When working with sparse matrices in Julia, it is often necessary to construct matrices with multiple diagonals. In this article, we will explore three different ways to construct non-square sparse matrices with multiple diagonals in Julia.

## Method 1: Using the `spdiagm` function

The `spdiagm` function in Julia allows us to construct a sparse matrix with specified diagonals. We can pass an array of values for each diagonal, and the function will create a sparse matrix with those diagonals.

```
using SparseArrays
# Define the values for each diagonal
diagonals = [1, 2, 3]
# Construct the sparse matrix
A = spdiagm(diagonals, [-1, 0, 1], 4, 4)
```

In this example, we are constructing a 4×4 sparse matrix with three diagonals. The values for each diagonal are specified in the `diagonals` array, and the corresponding positions of the diagonals are specified in the second argument of the `spdiagm` function.

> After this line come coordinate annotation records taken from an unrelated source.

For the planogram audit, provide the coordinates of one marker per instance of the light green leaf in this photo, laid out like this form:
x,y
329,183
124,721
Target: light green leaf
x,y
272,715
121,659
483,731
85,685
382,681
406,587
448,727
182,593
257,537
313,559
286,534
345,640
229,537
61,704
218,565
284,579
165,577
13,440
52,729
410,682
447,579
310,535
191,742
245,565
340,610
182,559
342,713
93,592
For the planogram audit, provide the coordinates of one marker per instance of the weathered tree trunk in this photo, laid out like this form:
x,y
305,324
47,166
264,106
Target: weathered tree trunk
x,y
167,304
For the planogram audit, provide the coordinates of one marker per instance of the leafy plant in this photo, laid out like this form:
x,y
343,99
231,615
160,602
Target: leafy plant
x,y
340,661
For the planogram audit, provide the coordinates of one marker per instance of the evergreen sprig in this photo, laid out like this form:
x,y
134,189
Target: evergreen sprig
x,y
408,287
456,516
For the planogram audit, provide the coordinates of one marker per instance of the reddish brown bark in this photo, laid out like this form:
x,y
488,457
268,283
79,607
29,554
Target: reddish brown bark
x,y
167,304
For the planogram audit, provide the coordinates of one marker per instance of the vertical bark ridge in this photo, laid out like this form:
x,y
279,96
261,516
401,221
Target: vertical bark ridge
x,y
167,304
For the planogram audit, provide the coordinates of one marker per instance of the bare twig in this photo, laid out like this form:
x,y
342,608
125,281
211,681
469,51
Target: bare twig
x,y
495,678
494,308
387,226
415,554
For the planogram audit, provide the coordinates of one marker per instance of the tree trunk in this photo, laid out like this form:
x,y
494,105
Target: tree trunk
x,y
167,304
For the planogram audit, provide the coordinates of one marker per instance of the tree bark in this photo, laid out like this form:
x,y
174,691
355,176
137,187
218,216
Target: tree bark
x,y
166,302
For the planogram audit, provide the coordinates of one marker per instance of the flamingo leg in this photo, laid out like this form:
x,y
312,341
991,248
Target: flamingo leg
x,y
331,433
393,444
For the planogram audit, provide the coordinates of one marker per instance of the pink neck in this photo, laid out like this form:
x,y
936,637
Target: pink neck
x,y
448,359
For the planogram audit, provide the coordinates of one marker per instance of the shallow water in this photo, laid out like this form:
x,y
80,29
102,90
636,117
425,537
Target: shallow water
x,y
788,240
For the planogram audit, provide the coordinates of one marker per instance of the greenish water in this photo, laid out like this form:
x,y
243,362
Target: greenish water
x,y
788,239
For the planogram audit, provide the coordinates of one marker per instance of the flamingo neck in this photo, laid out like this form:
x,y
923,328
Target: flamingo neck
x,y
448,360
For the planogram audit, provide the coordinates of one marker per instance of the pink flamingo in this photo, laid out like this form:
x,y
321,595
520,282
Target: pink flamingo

## Method 2: Using the `spdiag` function

The `spdiag` function in Julia allows us to construct a sparse matrix with a single diagonal. We can then combine multiple sparse matrices with single diagonals to create a sparse matrix with multiple diagonals.

```
using SparseArrays
# Define the values for each diagonal
diagonals = [1, 2, 3]
# Construct the sparse matrices with single diagonals
A1 = spdiag(diagonals[1], 4, 4)
A2 = spdiag(diagonals[2], 4, 4)
A3 = spdiag(diagonals[3], 4, 4)
# Combine the sparse matrices to create a matrix with multiple diagonals
A = A1 + A2 + A3
```

In this example, we are constructing three sparse matrices with single diagonals using the `spdiag` function. We then combine these sparse matrices using the addition operator to create a sparse matrix with multiple diagonals.

## Method 3: Using the `sparse` function

The `sparse` function in Julia allows us to construct a sparse matrix by specifying the non-zero values and their positions. We can use this function to construct a sparse matrix with multiple diagonals by specifying the values and positions of the diagonals.

```
using SparseArrays
# Define the values for each diagonal
diagonals = [1, 2, 3]
# Define the positions of the diagonals
positions = [-1, 0, 1]
# Construct the sparse matrix
A = sparse([diagonals[1]; diagonals[2]; diagonals[3]], [positions[1]; positions[2]; positions[3]], 4, 4)
```

In this example, we are constructing a sparse matrix with three diagonals using the `sparse` function. We specify the values and positions of the diagonals as separate arrays.

After exploring these three methods, we can conclude that the best option depends on the specific requirements of the problem. If we know the values and positions of the diagonals beforehand, the `spdiagm` function provides a concise and efficient way to construct the sparse matrix. However, if we need more flexibility in constructing the matrix, the `spdiag` and `sparse` functions allow us to specify the values and positions of the diagonals separately.